After some sleuthing, I discovered the photo’s origins. However, the stunning photo spawned quite a remarkable discussion among we girls in chat:
Pinkie: I adore the pink, of course! But the jewels! In my wildest dreams, I never thought of doing that — but why on earth not?!
Me: Snags? lol
Miss Fussypants: Pish-posh. One risks snags whenever one displays stockings, lingerie, etc. to a partner.
Me: Touche! lol
Once upon a time, garters and stockings were much more adorned than now *dreamy wistful sighs*
Pinkie: True dat about the minute you expose them lol
I’d hate to count up the number of stockings I’ve sent to their violent deaths lol
Miss Fussypants: What do we think of the shaved-bare beaver, ladies? …Are we not struck by how no hair somehow communicates “not about sex; this is fashion” POV?
Pinkie: Don’t get me started on pubic hair *groan*
Me: Yes, by moderne standards, the banishment of pubic hair equals pristine. Pubic hair is dirty — not merely private, not merely sexual, but dirty & gross.
Miss Fussypants: When did pubic hair become something horrible? It wasn’t the invention of the razor. The razor’s been around longer than pubic hair has been banished.
Me: I don’t know — but I appoint you to investigate lol
Miss Fussypants: lol –But I accept the challenge!
Pinkie: Would you really want to see hairs poking through those pretty pink dainty panties?
Miss Fussypants: Why not? Hair is there for a reason. And it certainly adds a layer of mystique…

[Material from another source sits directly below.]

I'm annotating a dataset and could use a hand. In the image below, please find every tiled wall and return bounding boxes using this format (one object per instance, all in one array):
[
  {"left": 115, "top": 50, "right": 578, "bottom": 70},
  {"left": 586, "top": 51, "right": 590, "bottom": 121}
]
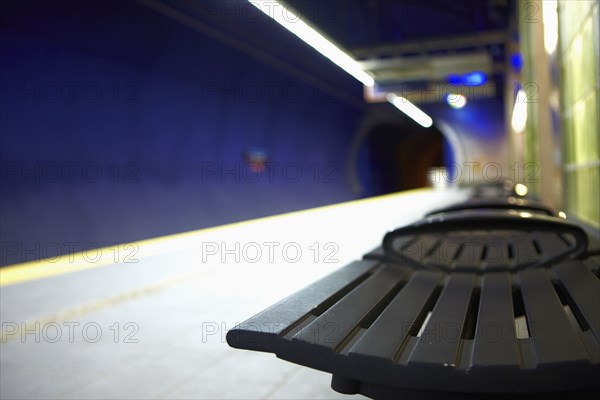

Me: A bit trimmed, I should say. Just because these are such ladylike dainty panties, I can’t imagine not grooming. But no hair at all? It removes not only whatever “it” is that is “gross and dirty” but a lot of the desirable qualities such as touch, scent, mystery — more left to explore — and the practical protections from friction.
Miss Fussypants: If I didn’t know better, I’d expect Pinkie not to exercise herself in a manner to get any actions worthy of friction — just stand there and look pretty lol
Me: lol We know better! (Or is that, “We know worse?” lol)
Pinkie: Well, in any case, I think I shall go and bejewel my garters.